戸惑っている俺を尻目に、黒乃は解説を続ける。
「それでは、今日はこの三人のメンバーでダンジョンを攻略していきます。さっそく奥へと進んでみましょう!」
俺たちは湿った岩の足場を水路沿いに進み始めた。
しんと静まり返った洞窟内。実況・解説をする黒乃の声も自然と小さく低くなる。
やがて、道が二股に分かれた。
といっても、片方は水路の延長線上であり、完全に水没しているため、進める道は一択だ。

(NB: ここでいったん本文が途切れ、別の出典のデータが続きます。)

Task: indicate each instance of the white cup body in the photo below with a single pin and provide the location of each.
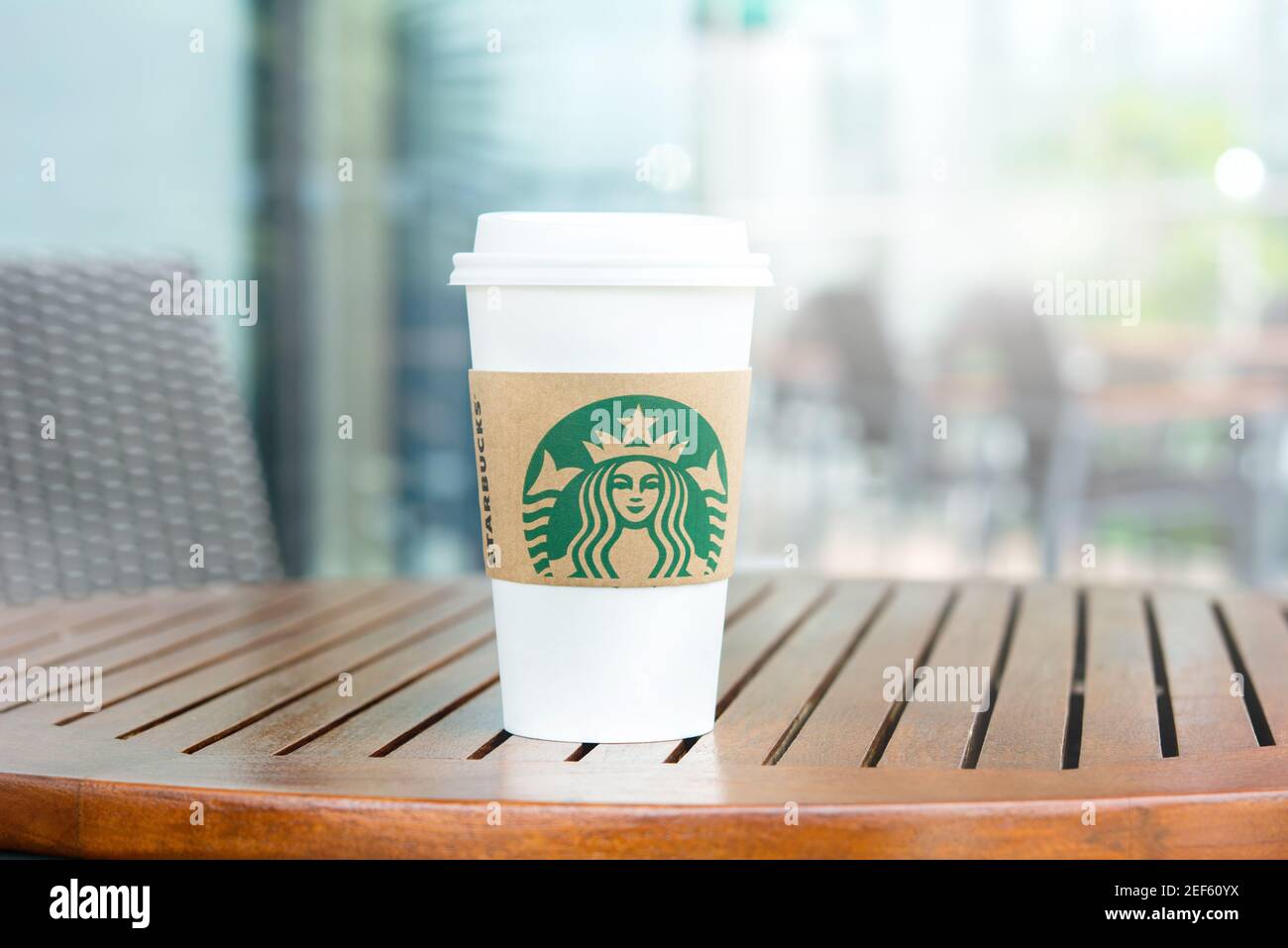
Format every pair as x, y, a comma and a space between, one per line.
606, 665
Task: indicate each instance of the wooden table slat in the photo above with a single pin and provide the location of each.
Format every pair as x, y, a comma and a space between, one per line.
1029, 720
768, 706
1210, 715
854, 710
938, 733
372, 685
1120, 721
1260, 634
462, 733
147, 693
245, 679
58, 642
211, 719
423, 704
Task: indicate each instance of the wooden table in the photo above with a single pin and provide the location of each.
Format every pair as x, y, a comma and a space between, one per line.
226, 730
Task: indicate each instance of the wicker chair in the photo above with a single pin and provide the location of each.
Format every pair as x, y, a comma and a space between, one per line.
123, 441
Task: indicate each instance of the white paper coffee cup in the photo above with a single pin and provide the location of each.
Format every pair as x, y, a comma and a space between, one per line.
609, 292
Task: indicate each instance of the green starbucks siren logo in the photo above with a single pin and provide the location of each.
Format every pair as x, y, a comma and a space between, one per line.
627, 488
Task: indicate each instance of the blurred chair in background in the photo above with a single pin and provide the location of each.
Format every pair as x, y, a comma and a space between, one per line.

「泳いでいくわけにもいかないし、こっちの道を進もう」
「そうですね。わたくしも鎧を着たままで、水に入るのは危険ですから」
「カヌーとか持ってきたら、水路も進めたかな? どう思う、パンダくん」
そこで小舟という発想が出てくるのは、金持ちのお嬢様である黒乃ならではだろう。
「いや……足場のない水上で魔物に襲われたら不利だから。俺の着ぐるみくらいならどうにかなるが、鎧を着たアンリが水の中に落ちたら大変だ」
重要なことであるため、俺は丁寧に解説をした。
水上で敵に襲われる危険性は、前世で嫌というほど味わっている。
水中において人間は著しく行動が制限されてしまうが、魔物の場合はその限りではないからだ。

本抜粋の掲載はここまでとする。